Users of the SIMS-NS scales should be aware of potential consequences of structural changes to the SIMS. The content of items for the SIMS ranges from appearing innocuous to implausible. It is important to remember that the item selection process in this study did not consider the content of items, only the scale to which it belonged and the correlations with other tests. In this way, we adopted a relatively pure empirical keying approach to item refinement.

The SIMS-NS scales cover a narrower range of symptoms than the standard SIMS and are therefore more tailored to cognitive evaluations, compared with broader clinical settings. Even though the total number of items was reduced from 75 to 19, one could argue that simply using the Neurological Injury and Amnestic Disorders scales of the standard SIMS would be sufficient for detecting negative response bias. This is largely true, although the SIMS-NS eliminates 11 of the worst-performing items in the standard subscales. The standard SIMS subscales do not detract from the psychometrics of the SIMS-NS subscales, but neither do they add predictive value.
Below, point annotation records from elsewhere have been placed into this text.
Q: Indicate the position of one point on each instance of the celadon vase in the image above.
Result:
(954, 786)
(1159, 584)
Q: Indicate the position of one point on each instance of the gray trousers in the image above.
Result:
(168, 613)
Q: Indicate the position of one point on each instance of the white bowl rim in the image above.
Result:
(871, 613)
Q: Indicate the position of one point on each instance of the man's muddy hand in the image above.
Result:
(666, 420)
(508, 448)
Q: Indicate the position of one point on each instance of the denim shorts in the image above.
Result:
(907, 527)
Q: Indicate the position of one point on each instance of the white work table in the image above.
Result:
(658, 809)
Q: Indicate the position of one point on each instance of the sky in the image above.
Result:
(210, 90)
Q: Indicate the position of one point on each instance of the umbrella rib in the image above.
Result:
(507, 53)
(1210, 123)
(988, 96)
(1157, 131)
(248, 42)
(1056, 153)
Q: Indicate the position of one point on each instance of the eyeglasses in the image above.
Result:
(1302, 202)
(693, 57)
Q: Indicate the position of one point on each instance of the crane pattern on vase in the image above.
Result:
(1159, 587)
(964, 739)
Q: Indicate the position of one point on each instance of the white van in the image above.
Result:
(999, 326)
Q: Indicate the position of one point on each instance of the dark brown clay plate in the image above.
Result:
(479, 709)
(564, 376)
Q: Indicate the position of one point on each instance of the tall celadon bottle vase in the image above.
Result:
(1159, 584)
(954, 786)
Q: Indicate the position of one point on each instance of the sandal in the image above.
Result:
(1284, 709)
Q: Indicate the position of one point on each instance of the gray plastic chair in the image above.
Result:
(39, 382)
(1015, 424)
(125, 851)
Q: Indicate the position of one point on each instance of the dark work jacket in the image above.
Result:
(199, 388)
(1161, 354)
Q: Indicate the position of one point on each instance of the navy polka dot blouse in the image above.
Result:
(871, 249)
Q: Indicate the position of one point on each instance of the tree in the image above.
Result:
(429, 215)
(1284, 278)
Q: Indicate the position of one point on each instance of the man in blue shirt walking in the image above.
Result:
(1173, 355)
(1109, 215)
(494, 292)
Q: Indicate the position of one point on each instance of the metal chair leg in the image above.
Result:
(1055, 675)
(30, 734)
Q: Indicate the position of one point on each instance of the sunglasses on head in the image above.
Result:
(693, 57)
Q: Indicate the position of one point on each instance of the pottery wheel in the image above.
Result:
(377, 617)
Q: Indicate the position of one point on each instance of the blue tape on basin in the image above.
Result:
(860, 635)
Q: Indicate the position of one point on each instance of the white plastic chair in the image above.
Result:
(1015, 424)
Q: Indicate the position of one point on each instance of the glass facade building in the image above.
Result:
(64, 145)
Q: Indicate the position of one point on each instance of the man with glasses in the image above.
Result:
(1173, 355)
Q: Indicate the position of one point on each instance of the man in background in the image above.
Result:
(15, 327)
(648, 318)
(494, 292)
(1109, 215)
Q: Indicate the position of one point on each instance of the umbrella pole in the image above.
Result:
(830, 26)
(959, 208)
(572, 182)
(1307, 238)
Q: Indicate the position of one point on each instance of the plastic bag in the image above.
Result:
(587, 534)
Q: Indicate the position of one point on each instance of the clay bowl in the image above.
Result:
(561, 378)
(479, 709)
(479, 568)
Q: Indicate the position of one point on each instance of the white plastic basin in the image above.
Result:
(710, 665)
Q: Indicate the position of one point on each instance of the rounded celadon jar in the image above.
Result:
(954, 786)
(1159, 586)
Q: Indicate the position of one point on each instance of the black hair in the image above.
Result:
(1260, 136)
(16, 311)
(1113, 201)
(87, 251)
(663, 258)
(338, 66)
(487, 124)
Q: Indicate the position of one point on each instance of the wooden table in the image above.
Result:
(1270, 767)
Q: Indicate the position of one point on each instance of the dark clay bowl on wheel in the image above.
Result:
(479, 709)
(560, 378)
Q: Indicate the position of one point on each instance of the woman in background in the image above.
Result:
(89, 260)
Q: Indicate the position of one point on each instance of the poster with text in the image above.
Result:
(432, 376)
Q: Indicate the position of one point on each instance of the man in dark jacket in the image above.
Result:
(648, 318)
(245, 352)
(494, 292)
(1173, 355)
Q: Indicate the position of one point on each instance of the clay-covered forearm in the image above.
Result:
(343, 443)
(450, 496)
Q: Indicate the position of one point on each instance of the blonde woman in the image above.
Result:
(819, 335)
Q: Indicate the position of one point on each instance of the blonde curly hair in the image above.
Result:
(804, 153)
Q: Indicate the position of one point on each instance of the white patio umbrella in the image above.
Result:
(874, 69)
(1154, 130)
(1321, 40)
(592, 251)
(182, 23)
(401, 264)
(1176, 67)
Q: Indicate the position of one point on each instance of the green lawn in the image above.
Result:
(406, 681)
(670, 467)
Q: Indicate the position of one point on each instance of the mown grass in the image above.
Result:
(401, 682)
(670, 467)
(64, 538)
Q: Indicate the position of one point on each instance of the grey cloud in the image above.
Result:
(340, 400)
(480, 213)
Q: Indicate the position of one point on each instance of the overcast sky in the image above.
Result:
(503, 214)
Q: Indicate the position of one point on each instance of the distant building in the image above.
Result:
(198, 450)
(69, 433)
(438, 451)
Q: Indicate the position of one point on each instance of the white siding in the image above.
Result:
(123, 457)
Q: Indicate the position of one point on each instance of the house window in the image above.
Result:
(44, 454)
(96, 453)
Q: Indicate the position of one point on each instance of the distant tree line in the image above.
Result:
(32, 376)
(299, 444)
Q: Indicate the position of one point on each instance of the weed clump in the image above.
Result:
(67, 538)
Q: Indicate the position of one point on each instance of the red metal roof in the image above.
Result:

The shorter scales greatly reduce administration time and burden on examinees, but users should be aware that administering a shortened measure does not circumvent copyright law and that full forms should be purchased for each use, regardless of the length of the scale.

This study, and by extension the SIMS-NS, has several limitations. This sample was diagnostically heterogeneous, and confirmation of the validity of the SIMS-NS is needed across contexts with samples that are more homogeneous. Conversely, the sample was demographically homogeneous, and additional studies with greater ethnoracial and educational diversities are needed. Although this study found that the SIMS adequately detected performance validity failures, a more relevant test for the SIMS and its shorter iterations would be to assess its relationship with symptom validity scales. In this study, we were not able to test this question with the MMPI-2-RF, as the MMPI-2-RF was used to select the SIMS-NS items, and would therefore produce an inflated estimate of its relationship. This issue needs to be assessed in cross-validating research with an independent sample.

Each of the items on the refined scale is keyed in the true direction, which aids in rapid interpretation. Problematically, however, it can be argued that this scoring schema makes it easier for examinees who are exaggerating to surmise the direction of the “pathological” scores and provide responses accordingly. Overall, we observed that the 12 items that were reversed scored tended to have lower item-total correlations with the remainder of the test, potentially indicating that although attractive in principle, reverse-scoring in this context simply muddies the waters. Given the possible impact of the short form on the instrument’s face validity, it will be important for future validation studies to examine this new measure in lieu of the full SIMS.

In conclusion, the SIMS-NS has comparable reliability and validity as the full SIMS, albeit with 56 fewer items and a focus on neuropsychological symptomatology. The 8-item Amnestic Disorders scale (AM-8) offers an even shorter alternative, without substantially sacrificing psychometric precision.